Salgın Türkiye'de ise ayrı bir yerde. İktidarın, neoliberal ve İslamcı yapısına uygun çatlaklar buluyor. Nasıl mı? Kar hırsı, farikada korunaksız işçiyi, AVM’de akılsız tüketiciyi vuruyor. Soruşturma açılan bir doktor; salgının başında şu ifadeleri kullanmıştı: “İyi gidiyorduk ama umreciler işi bozdu.” Yeni örnek Ayasofya’da pazarlanan oy ve hamaset ile birlikte din oldu.

Türkiye’deki salgın riskini şeffaf olmayan veriler de artırıyor. Paylaşılan günlük tablodan ‘yoğun bakım ve entübe hasta sayısının’ çıkarılması ile beraber veri güvensizliği daha ileri bir noktaya ulaştı. Çağhan Kızıl, bu ‘güvensizlik’ üzerinden değerlendirmede bulunuyor: “Türkiye salgından azade değil. Ancak artık, günlük paylaşılan verilerde sadece güne güvenilebilir. Çünkü gün hariç, diğer tüm sayılar soru işareti.” Kızıl, tablodaki çelişkileri basit bir örnekle ortaya koyuyor: “Erzurum, Diyarbakır, Malatya valileri, günlük hasta sayılarını 200’ün üzerinde açıkladı. Bunları toplayınca zaten günlük vaka sayısına erişiliyor. Özellikle Güneydoğu Anadolu’da hastaneler dolmak üzere uyarısı yapılıyor.”

Kızıl, yoğun bakım ve entübe hastası yerine, bilisel bir değeri olamayan ‘ağır hasta sayısının’ tabloya konulmasının güvensizliği artırdığını söylüyor: “Ağır hasta ne demek? Başından beri, test yapma kriteri dört dörtlük hasta üzerinden belirlendi.

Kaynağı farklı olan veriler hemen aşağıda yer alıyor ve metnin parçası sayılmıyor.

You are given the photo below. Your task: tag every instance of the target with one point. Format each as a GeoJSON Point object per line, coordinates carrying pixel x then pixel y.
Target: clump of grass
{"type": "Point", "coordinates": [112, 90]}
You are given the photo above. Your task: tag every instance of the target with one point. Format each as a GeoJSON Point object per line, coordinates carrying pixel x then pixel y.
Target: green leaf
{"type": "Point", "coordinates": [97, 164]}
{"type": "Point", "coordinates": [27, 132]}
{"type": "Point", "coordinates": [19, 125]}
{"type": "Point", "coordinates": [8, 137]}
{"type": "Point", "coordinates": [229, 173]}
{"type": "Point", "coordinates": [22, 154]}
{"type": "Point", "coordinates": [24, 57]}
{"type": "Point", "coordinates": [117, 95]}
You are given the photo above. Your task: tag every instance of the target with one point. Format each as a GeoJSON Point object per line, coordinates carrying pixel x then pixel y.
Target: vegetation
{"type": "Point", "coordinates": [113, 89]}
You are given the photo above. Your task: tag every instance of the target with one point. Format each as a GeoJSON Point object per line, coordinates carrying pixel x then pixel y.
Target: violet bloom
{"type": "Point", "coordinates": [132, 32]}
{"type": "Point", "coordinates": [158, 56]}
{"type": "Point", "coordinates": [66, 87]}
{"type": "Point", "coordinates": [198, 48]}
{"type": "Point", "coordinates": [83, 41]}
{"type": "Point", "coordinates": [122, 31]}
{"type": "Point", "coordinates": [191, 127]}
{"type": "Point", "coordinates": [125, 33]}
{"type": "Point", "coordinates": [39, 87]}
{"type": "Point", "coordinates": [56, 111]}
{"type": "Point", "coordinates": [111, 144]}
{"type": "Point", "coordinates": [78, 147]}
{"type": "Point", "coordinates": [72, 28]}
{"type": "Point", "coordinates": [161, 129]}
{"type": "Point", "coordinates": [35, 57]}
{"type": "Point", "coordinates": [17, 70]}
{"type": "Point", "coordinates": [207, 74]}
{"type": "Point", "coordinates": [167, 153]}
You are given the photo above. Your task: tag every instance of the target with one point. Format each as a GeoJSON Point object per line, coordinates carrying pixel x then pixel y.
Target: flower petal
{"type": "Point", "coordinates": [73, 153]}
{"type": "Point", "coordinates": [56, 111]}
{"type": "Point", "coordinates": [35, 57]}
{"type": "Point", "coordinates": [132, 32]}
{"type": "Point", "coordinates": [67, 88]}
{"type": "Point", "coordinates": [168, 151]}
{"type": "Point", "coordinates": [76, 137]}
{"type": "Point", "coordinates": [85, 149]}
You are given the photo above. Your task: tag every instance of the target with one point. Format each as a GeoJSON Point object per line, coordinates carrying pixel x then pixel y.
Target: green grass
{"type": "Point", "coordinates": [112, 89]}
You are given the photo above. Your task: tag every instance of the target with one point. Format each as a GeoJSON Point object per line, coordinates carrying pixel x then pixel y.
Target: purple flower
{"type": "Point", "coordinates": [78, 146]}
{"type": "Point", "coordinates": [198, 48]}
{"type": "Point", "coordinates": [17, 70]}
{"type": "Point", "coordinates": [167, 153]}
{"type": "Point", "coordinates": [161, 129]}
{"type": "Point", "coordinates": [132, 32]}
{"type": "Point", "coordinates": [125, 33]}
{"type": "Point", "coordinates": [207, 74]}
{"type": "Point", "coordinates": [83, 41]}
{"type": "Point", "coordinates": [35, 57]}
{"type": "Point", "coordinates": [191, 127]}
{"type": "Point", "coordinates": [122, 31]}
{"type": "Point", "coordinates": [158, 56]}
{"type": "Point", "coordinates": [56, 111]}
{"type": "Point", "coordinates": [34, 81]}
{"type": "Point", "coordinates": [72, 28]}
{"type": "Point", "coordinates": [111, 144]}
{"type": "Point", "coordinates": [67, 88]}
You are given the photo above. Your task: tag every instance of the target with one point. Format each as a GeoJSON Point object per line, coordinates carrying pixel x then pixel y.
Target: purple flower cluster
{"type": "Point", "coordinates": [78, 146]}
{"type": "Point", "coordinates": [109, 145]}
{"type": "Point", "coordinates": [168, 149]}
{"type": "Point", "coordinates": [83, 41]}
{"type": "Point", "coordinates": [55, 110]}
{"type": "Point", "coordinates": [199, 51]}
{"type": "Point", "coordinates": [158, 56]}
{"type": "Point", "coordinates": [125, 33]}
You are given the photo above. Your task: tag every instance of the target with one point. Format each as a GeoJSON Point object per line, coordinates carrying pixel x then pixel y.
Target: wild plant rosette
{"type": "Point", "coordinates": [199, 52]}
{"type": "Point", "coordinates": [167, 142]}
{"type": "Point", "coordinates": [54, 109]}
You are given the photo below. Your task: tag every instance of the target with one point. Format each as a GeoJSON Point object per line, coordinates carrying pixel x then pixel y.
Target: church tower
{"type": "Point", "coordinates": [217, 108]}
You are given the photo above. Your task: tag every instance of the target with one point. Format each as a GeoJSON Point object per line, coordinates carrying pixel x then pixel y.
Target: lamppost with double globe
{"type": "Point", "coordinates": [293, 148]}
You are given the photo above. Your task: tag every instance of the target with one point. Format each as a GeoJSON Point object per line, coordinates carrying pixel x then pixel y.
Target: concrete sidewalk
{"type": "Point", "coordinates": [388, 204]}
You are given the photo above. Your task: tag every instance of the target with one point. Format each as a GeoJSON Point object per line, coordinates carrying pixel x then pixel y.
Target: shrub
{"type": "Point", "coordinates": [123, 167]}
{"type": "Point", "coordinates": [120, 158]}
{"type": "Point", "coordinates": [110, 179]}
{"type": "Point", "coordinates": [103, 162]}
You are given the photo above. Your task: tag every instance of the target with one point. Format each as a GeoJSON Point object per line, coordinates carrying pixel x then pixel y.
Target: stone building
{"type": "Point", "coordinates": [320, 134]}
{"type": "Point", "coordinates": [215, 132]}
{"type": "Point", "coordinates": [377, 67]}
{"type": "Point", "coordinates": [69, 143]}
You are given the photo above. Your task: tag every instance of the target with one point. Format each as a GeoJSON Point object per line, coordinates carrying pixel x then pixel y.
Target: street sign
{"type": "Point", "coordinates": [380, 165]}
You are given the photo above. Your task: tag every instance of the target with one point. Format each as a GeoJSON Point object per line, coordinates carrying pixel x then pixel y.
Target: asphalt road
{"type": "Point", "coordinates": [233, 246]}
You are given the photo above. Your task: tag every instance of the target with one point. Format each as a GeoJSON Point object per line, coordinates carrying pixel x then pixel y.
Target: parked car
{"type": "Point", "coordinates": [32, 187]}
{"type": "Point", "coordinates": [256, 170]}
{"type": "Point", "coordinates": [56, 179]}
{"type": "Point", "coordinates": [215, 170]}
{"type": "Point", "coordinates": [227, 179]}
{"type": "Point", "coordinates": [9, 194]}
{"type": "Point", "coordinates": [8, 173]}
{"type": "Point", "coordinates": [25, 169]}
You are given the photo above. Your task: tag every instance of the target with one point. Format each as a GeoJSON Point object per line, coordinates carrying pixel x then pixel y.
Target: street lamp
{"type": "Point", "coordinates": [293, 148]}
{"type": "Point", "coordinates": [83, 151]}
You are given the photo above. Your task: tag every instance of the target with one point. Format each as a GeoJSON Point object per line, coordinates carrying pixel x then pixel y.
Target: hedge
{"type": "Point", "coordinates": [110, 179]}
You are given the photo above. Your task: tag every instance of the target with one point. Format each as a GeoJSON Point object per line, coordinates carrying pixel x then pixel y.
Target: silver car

Covid-19 hastaları bulunup onlara test yapıldı. Zaten şimdiye kadar günlük tablodaki hangi nokta eleştirilirse orası düzeltildi.”

Tehlike büyüyecek: yaz bitiyor ve okullar açılıyor

Bu koşullarda önümüzde 2 risk var. Mevsim değişikliği nedeni ile açık alanların kapalı yerlere taşınması ve okulların açılması. Kızıl, “Yaz mevsimi birkaç ay sonra bitecek ve kapalı mekanlarda olmaya başlayacağız, bu koşullarda yükselişin artacağını görmek için bilim insanı olmaya gerek yok” diyor.

Okulların açılmasını ise çok riskli başka bir durum. Kızıl “Bir yanda gerçekler, bir yanda yaratılan gerçeküstü paralel evren var” diyor. Bir bilim kongresi için bulunduğu Amerika’dan çarpıcı bir örnek veriyor: “Amerikan Hastalık Kontrol Merkezi, Georgia Eyleti’nde haziranda gerçekleşen bir çocuk ve gençlik kampındaki bulaş rakamlarını açıkladı. Kampa 597 öğrenci katılmıştı. 260 kişi Covid-19’a yakalandı. Bunların 231’i, 18 yaşın altındaki çocuklardı.”